Le prix de la démocratie

Julia Cagé

Editions Fayard, 2018


Des livres aussi indispensables que celui-là sont rares. Lire Le prix de la démocratie devrait être un préalable à toutes les (pseudos) réflexions sur la (pseudo) démocratie actuelle de même qu’à toutes les (pseudos) réformes qui fleurissent ici ou là dans le débat public, comme autant de pustules jaunâtres sur un front adolescent. Autrement dit, après qu’un tel livre a paru, on ne peut plus penser de la même manière, il se produit un éclaircissement, des vapeurs se dissipent, les choses ne sont plus comme avant – ou ne devraient pas. Nous sortons de trois mois de mascarade – pardon : de Grand Débat. Ce temps eût été infiniment mieux utilisé à méditer les analyses et les solutions proposées par Julia Cagé. Attachez vos ceintures.

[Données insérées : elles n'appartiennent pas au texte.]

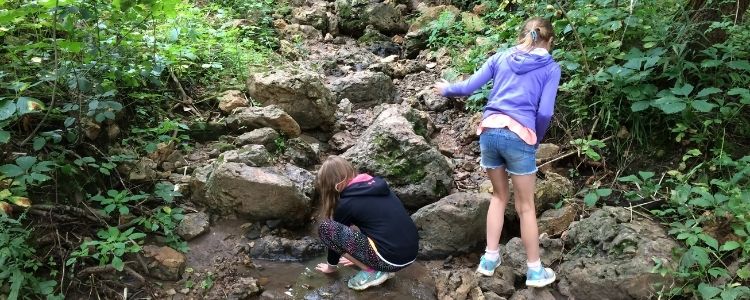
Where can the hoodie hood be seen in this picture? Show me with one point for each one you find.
(376, 186)
(522, 62)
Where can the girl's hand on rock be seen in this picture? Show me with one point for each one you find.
(440, 86)
(325, 268)
(344, 261)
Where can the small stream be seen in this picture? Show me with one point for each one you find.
(220, 251)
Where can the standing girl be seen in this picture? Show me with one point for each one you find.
(387, 238)
(516, 117)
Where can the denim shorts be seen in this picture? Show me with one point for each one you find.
(503, 148)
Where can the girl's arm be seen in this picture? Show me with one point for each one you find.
(547, 103)
(476, 81)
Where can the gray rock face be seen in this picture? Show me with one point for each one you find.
(263, 136)
(251, 155)
(613, 256)
(164, 263)
(232, 99)
(193, 225)
(301, 153)
(439, 232)
(249, 118)
(258, 193)
(365, 89)
(501, 284)
(395, 148)
(314, 15)
(355, 15)
(299, 92)
(279, 248)
(514, 253)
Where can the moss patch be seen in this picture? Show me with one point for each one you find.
(398, 166)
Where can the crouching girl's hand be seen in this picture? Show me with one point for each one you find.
(325, 268)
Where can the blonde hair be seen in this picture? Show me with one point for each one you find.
(333, 176)
(533, 31)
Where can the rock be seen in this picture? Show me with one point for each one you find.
(163, 262)
(514, 253)
(198, 182)
(243, 288)
(355, 15)
(555, 221)
(612, 256)
(394, 147)
(365, 89)
(248, 118)
(547, 151)
(456, 285)
(299, 92)
(436, 223)
(314, 15)
(143, 170)
(502, 283)
(231, 99)
(251, 155)
(296, 31)
(549, 190)
(535, 294)
(279, 248)
(301, 153)
(257, 193)
(263, 136)
(433, 101)
(493, 296)
(193, 225)
(341, 141)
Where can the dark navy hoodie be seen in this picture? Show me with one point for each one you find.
(380, 215)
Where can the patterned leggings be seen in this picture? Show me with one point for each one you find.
(342, 239)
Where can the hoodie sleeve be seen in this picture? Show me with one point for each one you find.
(342, 215)
(547, 103)
(476, 81)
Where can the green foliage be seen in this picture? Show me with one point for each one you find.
(110, 248)
(18, 263)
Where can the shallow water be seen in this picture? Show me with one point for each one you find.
(220, 250)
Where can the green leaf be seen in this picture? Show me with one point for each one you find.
(603, 192)
(742, 65)
(707, 291)
(640, 106)
(730, 245)
(4, 136)
(590, 199)
(69, 121)
(702, 105)
(39, 143)
(25, 162)
(683, 90)
(7, 109)
(709, 240)
(708, 91)
(11, 170)
(117, 263)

Avant d’entrer un peu dans le détail du livre, résumons la thèse qu’il développe : le mode de financement de la démocratie actuel favorise les préférences politiques des citoyens les plus fortunés et donc induit des politiques publiques largement à leur avantage, et l’Etat participe lui-même à ce vol démocratique. En fait, Mme Cagé résume cette thèse en une formule lapidaire et inquiétante : « la démocratie, c’est à qui paie gagne »(13). Le prix de la démocratie développe cette idée et nous montre que le mode de financement des démocraties est tout sauf neutre et qu’il a un poids tout à fait considérable sur les politiques entreprises par les gouvernements, d’autant plus considérable que la plupart du temps minimisé voire purement ignoré.

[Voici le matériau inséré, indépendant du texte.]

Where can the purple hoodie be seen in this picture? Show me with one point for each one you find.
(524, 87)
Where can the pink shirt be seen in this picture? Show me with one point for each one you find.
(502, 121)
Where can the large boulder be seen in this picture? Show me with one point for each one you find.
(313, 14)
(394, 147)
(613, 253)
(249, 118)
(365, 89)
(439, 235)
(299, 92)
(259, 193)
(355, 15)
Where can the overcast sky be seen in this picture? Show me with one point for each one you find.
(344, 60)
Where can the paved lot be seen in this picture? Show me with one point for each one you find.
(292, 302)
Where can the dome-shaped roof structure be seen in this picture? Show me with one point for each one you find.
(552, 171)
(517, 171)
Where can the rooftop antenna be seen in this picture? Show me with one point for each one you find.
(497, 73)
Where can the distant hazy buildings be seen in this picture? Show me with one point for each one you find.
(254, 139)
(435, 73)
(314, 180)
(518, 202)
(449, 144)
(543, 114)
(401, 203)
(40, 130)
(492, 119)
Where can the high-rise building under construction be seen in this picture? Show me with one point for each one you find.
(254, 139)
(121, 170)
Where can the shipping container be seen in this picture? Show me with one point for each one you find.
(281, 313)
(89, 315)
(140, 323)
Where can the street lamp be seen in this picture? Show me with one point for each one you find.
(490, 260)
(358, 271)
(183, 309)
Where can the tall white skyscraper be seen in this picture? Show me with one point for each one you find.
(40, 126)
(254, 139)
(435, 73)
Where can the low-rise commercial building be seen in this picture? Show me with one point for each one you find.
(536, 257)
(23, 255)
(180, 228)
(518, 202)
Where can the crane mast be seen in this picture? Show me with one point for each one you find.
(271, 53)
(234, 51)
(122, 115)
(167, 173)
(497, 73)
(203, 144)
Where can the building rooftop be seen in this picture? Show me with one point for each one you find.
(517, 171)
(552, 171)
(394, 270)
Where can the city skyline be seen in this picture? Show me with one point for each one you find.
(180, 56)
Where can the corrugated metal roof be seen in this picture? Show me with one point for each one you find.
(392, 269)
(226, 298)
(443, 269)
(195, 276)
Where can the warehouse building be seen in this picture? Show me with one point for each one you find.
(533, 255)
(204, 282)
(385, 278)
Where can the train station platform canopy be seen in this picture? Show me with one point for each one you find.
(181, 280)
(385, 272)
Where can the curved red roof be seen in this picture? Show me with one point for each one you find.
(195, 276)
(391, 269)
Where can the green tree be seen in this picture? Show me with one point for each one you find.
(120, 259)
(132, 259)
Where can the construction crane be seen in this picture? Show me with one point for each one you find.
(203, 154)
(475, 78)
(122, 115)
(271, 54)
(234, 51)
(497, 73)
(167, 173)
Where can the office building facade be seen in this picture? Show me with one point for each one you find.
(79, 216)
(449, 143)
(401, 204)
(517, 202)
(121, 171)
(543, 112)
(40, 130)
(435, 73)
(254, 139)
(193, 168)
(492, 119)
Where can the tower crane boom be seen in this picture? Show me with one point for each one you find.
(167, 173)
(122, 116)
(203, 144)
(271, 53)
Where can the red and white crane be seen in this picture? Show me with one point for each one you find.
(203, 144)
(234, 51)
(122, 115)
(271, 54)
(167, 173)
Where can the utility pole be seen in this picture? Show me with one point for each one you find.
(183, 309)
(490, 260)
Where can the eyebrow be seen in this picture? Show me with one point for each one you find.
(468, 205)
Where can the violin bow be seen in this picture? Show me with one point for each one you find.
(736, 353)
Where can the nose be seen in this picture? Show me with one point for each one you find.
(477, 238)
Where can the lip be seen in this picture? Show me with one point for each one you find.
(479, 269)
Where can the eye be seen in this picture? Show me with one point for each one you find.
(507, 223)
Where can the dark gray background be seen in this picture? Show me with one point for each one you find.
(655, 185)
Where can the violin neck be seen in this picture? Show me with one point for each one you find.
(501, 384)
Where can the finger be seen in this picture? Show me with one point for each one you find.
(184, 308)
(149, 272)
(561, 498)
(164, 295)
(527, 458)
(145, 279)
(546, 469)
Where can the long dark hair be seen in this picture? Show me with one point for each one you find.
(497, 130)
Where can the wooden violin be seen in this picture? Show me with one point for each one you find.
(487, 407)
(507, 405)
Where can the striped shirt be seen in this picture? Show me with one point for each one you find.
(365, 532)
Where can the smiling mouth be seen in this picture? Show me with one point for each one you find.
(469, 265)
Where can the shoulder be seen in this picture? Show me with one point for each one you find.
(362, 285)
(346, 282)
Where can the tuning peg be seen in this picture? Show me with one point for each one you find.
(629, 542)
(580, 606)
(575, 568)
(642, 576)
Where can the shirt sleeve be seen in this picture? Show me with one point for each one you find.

Quand l’Etat fait le jeu des riches…

Julia Cagé, professeure d’économie à Science Po Paris, fournit un travail impressionnant, et qu’il faut saluer humblement pour son ampleur. Elle décortique, à l’aide de près de 70 figures, tableaux, graphiques, courbes et autres diagrammes les modes de financement des partis politiques français mais aussi, et c’est l’un des points forts du livre, anglais, états-uniens, italiens, belges, espagnols, brésiliens… Elle y dissèque les législations en cours, et dresse les grandes évolutions historiques de la régulation de ces modes de financement. Et, grossièrement car je ne pourrai pas entrer dans tous les détails que fournit Mme Cagé, que découvre-t-elle ? Que le financement privé des partis politiques est absolument disproportionné, qu’il écrase les financements publics quand ils existent – l’exemple le plus caricatural de ce point de vue étant l’Allemagne, qui ne limite pas les dons privés aux partis – qu’il favorise très largement les riches et induit des politiques, en particulier économiques, qui se plient aux intérêts de ces généreux donateurs.

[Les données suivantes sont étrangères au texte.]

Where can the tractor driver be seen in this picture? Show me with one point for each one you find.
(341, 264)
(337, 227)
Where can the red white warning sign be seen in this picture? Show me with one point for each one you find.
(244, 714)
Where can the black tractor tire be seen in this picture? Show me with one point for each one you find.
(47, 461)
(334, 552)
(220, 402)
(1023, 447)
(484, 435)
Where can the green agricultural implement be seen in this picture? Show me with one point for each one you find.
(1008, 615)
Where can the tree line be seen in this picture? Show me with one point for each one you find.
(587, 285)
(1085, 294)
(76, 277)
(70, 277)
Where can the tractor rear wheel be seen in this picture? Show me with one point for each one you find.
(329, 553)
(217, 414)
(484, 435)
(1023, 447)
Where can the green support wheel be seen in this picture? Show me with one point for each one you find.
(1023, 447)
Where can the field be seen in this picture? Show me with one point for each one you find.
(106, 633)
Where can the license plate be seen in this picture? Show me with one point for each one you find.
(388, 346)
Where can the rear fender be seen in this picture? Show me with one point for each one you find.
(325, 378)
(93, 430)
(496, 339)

Concentrons-nous sur le modèle français. En France, les partis politiques, comme les campagnes électorales, sont pour partie financés par des aides publiques directes dont le montant est basé sur le résultat des élections antérieures. Plus un parti a de députés, et plus il a obtenu de suffrages au 1er tour des législatives précédentes, plus il touche de subventions. Cela représentait en 2017 près de 63 millions d’euros. Pour une autre partie, les partis sont financés grâce à des dons privés qui sont limités à 7500 € par an et par personne. Ces dons donnent droit à une réduction d’impôt égale à 66% du montant des dons. Première chose : tous ceux qui ne paient pas l’impôt sur le revenu (la moitié des citoyens les plus modestes) ne bénéficient pas de cette réduction d’impôt. Autrement dit, un riche faisant don de 1000 € ne paie en réalité que 340 €, le reste étant à la charge du contribuable ; alors qu’un citoyen modeste, pour le même don, paiera 1000 € plein pot. Ce qui signifie que les préférences politiques des plus riches sont subventionnées par la collectivité. « Ainsi, en France, plus on est pauvre, plus on paie pour participer à la démocratie sociale et politique. »(73) Et de toute façon, aucun citoyen non assujetti à l’impôt sur le revenu ne pourrait se permettre de donner 7500 € par an à son parti, alors que ce n’est même pas une broutille pour un multimillionnaire[1]. « 7500 euros c’est plus de la moitié du salaire annuel d’un smicard […] c’est également plus de quatre mois de salaire net médian »(67-68).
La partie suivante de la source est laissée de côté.